Burke v. Com. of Virginia

938 F. Supp. 320, 5 Am. Disabilities Cas. (BNA) 1747, 1996 U.S. Dist. LEXIS 8865
CourtDistrict Court, E.D. Virginia
DecidedApril 25, 1996
DocketCivil Action 3:95CV934
StatusPublished
Cited by2 cases

This text of 938 F. Supp. 320 (Burke v. Com. of Virginia) is published on Counsel Stack Legal Research, covering District Court, E.D. Virginia primary law. Counsel Stack provides free access to over 12 million legal documents including statutes, case law, regulations, and constitutions.

Bluebook
Burke v. Com. of Virginia, 938 F. Supp. 320, 5 Am. Disabilities Cas. (BNA) 1747, 1996 U.S. Dist. LEXIS 8865 (E.D. Va. 1996).

Opinion

FINAL ORDER

SPENCER, District Judge.

THIS MATTER is before the Court on defendants’ motion for summary judgment.

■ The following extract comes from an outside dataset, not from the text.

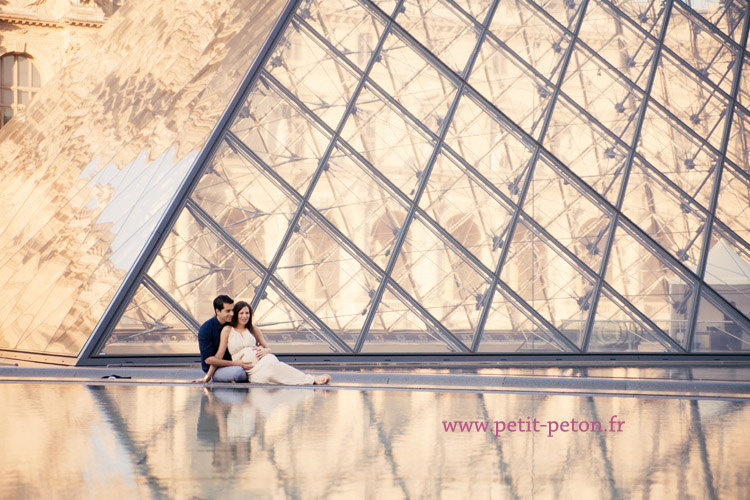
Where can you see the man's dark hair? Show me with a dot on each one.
(221, 300)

For the reasons stated in the accompanying Memorandum Opinion, the Court hereby GRANTS the motion in its entirety.

Let the Clerk send copies of this Order to all counsel of record.

It is SO ORDERED.

MEMORANDUM OPINION

THIS MATTER is before the Court on defendants Commonwealth of Virginia, Ronald Angelone, H. Paul Broughton, Lonnie Saunders, and Thomas Park’s motion for summary judgment. On November 15, 1995, plaintiff Casey Q. Burke filed the above-styled action, alleging employment discrimination in violation of the Americans with Disabilities Act of 1990, 42 U.S.C. §§ 12101 et seq. (“ADA”). Defendants have moved for summary judgment, and for the reasons stated herein, the Court will GRANT the motion as to all counts of the Complaint.

STATEMENT OF FACTS

On January 16, 1993, the Virginia Department of Corrections (“DOC”) hired Burke as a correctional officer. After his engagement, the DOC sent Burke to the Academy for Staff Development in Goochland County to obtain certification as a correctional officer. Burke did not receive passing grades—despite being re-tested twice—and, ultimately, was not certified.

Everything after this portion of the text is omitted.